Pourquoi Israël peine à choisir son camp dans le conflit russo-ukrainien
Israël se trouve partagé entre le soutien à ses alliés dans la condamnation de l’invasion et la crainte de s'aliéner la Russie, cruciale pour la sécurité de sa frontière nord

JTA – Bien que situés en des points différents du spectre sioniste, le Premier ministre Naftali Bennett et le ministre des Affaires étrangères Yair Lapid mènent une politique étrangère dans l’ensemble assez cohérente. À l’exception fracassante du jour où la Russie a envahi l’Ukraine.
Lapid a clairement arrimé Israël à l’Occident en condamnant la Russie sans détour. Craignant pour sa part d’inscrire Israël dans un conflit sans issue, Bennett a déclaré que ce conflit ne regardait pas le pays.
Ces différentes approches ont révélé les dangers auxquels Israël fait face, alors qu’un nouveau conflit déchire le continent européen : prendre le parti des valeurs occidentales adoptées par Israël depuis sa création ou garder un œil sur le colosse russe qui se profile aux portes d’Israël, en Syrie.
« L’attaque russe contre l’Ukraine est une grave violation de l’ordre international », a déclaré Lapid lors d’une conférence de presse et jeudi à midi sur Twitter. « Israël condamne cette attaque. »
Bennett a quant a lui publié sa première déclaration sur la guerre tard jeudi soir, évoquant l’évacuation des ressortissants Israéliens, le soutien apporté aux Juifs désireux de quitter le pays ou encore l’offre d’aide humanitaire. Il n’a porté aucune accusation, ni cherché de responsable, se contentant de rappeler qu’il y aurait « des discussions et une évaluation régulière de la situation afin d’anticiper de possibles conséquences (si tant est qu’il y en ait) pour Israël ».
Dans un discours prononcé plus tôt dans la journée, à l’occasion d’une cérémonie de remise des diplômes à des officiers de Tsahal, et dont des extraits ont été publiés sur Twitter par Bennett lui-même, le Premier ministre a précisé les contours du principe qui sous-tend sa réticence à prendre parti.

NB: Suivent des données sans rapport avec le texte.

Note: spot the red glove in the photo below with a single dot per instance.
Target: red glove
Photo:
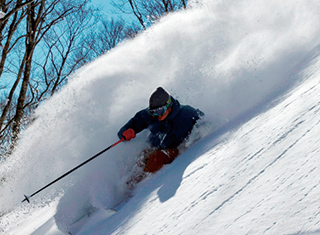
(129, 134)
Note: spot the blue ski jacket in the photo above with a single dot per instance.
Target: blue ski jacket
(168, 133)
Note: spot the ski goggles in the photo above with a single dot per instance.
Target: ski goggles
(161, 110)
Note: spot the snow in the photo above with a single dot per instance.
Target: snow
(251, 67)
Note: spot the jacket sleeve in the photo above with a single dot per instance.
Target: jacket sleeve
(138, 123)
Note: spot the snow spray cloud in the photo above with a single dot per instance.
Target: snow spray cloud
(223, 57)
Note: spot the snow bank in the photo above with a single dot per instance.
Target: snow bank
(223, 57)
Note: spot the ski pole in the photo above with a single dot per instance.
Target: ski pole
(27, 198)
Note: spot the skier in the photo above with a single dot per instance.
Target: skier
(169, 123)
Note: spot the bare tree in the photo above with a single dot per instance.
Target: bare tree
(148, 11)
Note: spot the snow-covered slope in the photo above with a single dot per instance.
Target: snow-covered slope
(252, 67)
(261, 177)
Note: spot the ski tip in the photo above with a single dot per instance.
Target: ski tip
(26, 198)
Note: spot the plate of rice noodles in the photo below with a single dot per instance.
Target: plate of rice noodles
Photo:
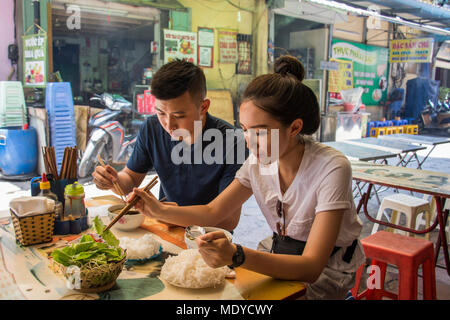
(141, 249)
(189, 270)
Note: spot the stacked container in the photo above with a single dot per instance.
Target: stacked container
(61, 117)
(12, 104)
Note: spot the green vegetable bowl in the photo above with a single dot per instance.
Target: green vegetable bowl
(91, 265)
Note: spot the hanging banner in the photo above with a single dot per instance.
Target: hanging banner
(205, 37)
(180, 45)
(370, 68)
(411, 50)
(227, 46)
(35, 60)
(205, 47)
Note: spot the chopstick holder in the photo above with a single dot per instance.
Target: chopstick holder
(133, 202)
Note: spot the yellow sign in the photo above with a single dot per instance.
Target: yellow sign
(342, 79)
(411, 50)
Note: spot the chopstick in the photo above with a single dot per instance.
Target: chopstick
(133, 202)
(116, 185)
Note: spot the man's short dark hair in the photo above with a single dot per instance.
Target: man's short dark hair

« Ces temps nous enseignent, à notre grand regret, que les guerres entre armées ne sont pas une chose du passé », a-t-il déclaré.

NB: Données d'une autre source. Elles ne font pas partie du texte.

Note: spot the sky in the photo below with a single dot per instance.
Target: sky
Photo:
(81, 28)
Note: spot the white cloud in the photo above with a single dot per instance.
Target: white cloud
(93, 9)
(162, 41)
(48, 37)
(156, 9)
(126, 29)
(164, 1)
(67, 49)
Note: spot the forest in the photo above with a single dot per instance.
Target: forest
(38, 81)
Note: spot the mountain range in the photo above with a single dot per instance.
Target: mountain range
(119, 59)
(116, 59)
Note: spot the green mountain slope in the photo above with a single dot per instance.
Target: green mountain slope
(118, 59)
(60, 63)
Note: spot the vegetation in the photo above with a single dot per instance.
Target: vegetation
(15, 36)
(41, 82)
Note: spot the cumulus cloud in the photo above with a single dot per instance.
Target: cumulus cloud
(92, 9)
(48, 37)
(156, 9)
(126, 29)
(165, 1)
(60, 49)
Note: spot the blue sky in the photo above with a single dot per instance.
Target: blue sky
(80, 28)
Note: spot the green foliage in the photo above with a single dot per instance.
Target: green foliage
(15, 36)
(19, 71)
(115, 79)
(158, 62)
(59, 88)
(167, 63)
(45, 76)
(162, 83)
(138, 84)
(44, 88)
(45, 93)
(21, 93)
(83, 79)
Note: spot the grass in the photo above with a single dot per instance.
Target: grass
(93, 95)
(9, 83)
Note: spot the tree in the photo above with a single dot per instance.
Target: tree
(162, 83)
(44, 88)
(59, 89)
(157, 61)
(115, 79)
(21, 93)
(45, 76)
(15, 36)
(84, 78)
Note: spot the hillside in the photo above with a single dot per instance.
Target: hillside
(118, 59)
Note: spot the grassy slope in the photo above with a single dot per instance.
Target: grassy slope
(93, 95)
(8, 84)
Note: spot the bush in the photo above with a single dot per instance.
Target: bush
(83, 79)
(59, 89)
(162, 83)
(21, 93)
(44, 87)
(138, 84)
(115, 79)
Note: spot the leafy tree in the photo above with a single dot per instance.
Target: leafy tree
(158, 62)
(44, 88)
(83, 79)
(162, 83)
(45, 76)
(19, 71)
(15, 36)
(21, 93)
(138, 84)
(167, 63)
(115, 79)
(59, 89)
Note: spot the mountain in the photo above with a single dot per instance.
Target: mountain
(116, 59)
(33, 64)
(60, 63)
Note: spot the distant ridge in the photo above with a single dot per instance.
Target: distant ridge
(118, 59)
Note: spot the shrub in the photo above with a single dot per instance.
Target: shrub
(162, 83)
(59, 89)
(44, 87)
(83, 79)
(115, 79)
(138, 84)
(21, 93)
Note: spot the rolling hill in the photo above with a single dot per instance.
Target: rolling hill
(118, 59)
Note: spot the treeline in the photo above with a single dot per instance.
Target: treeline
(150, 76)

« Le monde est beaucoup moins stable et notre région change tous les jours. » Il n’a pas fait mention de la Russie.

Cette omission a contrarié Natan Sharansky, ancien « prisonnier de Sion » c’est-à-dire prisonnier politique du temps de l’Union soviétique, également ancien ministre et président de l’Agence juive pour Israël.
S’adressant à la Jewish Telegraphic Agency après une journée d’interventions dans les médias israéliens, Sharansky a déclaré se sentir dans la peau de Don Quichotte, repoussant journalistes et autres questionneurs de la légitimité d’Israël à s’impliquer dans cette affaire.
« Au cours des tables-rondes et des interviews, j’étais généralement la voix minoritaire affirmant que nous devrions adopter la position du monde », a-t-il déclaré.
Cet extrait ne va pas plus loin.